Under the IRA, however, HHS now has the power to negotiate these costs — to an extent. According to Juliette Cubanski, Tricia Neuman and Meredith Freed at KFF, several categories of drugs are exempt from the negotiation process. These include orphan drugs with one approved indication, and also drugs with low Medicare spending, drugs with generics or biosimilars available, drugs within a set time limit from their FDA approval or licensure date, and plasma-derived products.

The Centers for Medicare and Medicaid Services (CMS) is also required to consider several factors in its price negotiations. These include “the manufacturer’s research and development costs, including the extent to which the manufacturer has recouped those costs,” write Cubanski, Neuman and Freed. The law does not specify, however, whether those costs should be connected to a particular indication for a drug.

The IRA’s provisions are unlikely to halt all research into additional indications for existing orphan drugs. Even Alynlam described its decision not to proceed with phase 3 clinical trials for Amvuttra for Stargardt’s disease as a “pause” rather than a cancellation or abandonment. Yet additional rare disease treatments may be significantly delayed as pharmaceutical companies examine the impact of the price control rules, writes Steve Usdin in BioCentury.

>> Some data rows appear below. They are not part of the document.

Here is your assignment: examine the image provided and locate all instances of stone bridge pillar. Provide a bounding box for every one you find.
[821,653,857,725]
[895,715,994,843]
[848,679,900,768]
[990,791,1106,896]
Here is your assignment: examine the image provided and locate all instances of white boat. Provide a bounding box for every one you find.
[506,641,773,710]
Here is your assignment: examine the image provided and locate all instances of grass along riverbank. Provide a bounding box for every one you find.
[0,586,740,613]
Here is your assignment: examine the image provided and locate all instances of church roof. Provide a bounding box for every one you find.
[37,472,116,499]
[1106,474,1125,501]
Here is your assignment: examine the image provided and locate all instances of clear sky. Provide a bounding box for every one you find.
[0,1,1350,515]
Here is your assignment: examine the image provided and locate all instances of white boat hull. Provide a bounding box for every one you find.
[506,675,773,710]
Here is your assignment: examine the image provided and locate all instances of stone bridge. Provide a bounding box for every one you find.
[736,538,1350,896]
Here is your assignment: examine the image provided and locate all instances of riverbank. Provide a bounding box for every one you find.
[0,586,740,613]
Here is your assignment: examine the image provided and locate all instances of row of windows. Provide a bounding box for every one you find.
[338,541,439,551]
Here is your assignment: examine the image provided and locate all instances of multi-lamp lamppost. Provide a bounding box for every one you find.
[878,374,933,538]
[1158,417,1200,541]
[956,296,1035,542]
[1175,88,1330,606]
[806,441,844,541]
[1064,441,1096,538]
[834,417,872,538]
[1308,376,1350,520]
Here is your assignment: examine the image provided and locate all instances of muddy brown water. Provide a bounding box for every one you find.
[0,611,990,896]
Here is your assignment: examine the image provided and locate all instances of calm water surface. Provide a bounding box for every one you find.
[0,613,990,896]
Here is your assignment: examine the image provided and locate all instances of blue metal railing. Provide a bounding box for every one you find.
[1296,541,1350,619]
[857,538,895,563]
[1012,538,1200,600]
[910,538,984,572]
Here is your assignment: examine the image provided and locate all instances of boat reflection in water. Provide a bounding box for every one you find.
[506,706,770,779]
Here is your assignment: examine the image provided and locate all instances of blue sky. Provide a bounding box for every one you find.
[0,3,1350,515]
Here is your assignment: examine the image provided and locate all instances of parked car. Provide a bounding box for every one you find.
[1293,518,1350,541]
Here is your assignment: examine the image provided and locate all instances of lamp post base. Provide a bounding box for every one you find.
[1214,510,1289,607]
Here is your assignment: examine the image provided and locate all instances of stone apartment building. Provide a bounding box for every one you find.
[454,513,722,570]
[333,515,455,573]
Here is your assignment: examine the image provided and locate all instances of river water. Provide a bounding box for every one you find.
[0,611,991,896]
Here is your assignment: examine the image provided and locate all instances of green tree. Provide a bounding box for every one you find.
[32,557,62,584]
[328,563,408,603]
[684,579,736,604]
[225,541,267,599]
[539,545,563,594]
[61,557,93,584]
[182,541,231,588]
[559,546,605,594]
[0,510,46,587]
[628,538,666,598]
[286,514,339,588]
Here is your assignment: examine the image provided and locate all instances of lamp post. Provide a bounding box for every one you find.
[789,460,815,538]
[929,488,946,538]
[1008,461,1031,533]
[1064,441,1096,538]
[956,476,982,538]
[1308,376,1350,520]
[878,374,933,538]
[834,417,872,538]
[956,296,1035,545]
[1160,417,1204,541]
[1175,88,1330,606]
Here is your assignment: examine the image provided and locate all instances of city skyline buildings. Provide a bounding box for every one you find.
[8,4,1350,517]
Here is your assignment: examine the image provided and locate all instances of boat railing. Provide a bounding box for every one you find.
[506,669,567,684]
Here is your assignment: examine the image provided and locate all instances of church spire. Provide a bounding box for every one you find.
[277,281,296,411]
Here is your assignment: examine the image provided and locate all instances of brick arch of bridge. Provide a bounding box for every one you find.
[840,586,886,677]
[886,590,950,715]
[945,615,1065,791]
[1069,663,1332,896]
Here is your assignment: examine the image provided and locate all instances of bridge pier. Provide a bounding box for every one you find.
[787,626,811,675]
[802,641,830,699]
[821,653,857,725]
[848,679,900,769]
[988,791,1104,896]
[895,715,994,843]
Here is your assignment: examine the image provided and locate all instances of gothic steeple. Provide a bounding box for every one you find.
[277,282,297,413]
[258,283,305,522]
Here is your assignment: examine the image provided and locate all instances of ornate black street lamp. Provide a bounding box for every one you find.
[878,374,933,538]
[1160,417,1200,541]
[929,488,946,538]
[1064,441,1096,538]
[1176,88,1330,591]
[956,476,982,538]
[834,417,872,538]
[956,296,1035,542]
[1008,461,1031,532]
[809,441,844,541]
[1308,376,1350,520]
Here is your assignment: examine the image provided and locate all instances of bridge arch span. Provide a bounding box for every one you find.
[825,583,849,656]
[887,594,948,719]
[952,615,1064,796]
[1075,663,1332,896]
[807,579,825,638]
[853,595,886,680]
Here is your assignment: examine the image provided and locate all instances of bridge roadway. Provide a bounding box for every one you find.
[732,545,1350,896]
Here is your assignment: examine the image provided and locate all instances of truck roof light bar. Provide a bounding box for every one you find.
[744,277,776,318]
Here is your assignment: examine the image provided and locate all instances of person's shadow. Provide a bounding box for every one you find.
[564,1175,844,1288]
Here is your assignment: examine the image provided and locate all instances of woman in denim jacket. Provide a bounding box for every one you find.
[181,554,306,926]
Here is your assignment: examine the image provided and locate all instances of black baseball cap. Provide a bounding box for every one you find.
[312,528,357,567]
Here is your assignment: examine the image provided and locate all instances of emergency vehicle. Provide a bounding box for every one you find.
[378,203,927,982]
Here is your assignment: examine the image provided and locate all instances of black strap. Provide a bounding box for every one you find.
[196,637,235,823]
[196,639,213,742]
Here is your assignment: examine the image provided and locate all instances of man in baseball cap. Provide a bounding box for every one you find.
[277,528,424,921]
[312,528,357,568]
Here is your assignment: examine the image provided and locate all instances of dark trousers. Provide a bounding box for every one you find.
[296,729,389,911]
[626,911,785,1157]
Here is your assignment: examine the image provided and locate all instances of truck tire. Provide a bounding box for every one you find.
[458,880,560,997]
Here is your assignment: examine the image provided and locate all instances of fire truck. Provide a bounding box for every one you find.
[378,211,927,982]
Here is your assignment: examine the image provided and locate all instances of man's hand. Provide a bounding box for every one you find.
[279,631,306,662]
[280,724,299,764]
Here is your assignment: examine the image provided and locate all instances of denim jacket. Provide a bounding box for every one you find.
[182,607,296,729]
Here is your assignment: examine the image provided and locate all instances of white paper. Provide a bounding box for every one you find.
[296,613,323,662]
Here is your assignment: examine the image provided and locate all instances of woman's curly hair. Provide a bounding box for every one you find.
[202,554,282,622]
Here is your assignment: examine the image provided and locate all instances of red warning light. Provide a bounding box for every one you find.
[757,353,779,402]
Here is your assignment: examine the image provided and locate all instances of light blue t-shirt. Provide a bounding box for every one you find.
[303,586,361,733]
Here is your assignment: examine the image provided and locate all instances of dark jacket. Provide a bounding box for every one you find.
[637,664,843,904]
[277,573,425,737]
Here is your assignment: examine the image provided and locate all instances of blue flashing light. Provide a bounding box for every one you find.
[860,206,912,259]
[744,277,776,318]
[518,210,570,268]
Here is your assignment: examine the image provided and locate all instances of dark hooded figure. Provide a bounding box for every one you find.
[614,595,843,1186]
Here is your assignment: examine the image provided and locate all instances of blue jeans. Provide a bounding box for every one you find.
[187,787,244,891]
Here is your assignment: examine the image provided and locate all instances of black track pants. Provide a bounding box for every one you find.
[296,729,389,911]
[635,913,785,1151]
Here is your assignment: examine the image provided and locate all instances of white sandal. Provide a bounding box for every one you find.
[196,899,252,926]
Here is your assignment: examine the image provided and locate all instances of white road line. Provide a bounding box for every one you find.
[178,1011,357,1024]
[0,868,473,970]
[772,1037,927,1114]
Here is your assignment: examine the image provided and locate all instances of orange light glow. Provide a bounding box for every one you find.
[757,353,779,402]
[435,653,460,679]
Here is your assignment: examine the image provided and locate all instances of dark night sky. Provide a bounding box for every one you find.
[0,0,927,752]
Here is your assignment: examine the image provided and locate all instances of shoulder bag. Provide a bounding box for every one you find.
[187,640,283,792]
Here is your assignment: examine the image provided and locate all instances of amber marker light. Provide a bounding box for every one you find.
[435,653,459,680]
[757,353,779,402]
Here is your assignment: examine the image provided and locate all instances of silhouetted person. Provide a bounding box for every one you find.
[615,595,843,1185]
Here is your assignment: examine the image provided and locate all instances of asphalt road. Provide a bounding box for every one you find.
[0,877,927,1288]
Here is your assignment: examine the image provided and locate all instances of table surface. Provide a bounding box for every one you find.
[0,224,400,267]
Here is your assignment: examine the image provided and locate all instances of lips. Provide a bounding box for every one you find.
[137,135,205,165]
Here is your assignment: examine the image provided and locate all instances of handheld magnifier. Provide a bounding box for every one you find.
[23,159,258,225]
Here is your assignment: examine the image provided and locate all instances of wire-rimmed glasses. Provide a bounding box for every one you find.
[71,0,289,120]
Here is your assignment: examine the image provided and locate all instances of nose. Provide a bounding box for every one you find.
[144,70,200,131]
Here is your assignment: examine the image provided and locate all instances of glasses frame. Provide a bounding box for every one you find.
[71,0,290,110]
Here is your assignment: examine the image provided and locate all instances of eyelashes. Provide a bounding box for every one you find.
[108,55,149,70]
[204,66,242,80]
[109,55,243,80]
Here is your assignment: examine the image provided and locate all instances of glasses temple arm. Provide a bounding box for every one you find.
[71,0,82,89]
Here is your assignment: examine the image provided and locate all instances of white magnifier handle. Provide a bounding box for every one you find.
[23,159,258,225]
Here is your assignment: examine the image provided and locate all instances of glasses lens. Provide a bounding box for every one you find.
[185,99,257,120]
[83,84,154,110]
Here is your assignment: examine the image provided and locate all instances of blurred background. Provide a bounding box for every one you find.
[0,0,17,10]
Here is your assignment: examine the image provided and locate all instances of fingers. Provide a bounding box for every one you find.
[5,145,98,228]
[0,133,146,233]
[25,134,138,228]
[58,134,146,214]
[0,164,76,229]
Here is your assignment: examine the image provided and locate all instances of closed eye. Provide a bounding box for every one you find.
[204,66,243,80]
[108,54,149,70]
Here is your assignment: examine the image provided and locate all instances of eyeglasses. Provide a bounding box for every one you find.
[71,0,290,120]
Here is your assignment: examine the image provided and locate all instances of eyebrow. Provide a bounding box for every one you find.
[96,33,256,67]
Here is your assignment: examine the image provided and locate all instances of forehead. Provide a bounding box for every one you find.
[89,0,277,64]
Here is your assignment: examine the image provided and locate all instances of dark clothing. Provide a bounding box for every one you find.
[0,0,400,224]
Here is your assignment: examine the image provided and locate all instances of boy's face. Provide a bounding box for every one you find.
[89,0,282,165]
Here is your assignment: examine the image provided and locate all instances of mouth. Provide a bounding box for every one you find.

Managing medication prices remains an ongoing concern. Price remains one of the top challenges patients face in receiving treatment after diagnosis and prescription.

While there are some resources that help patients pay for existing orphan drug treatments, no patient can receive a treatment that does not exist. Hindering approval of existing drugs to treat new rare diseases precludes patients from accessing treatment altogether. In this case, the IRA’s balance between price controls and orphan drug development may need rebalancing.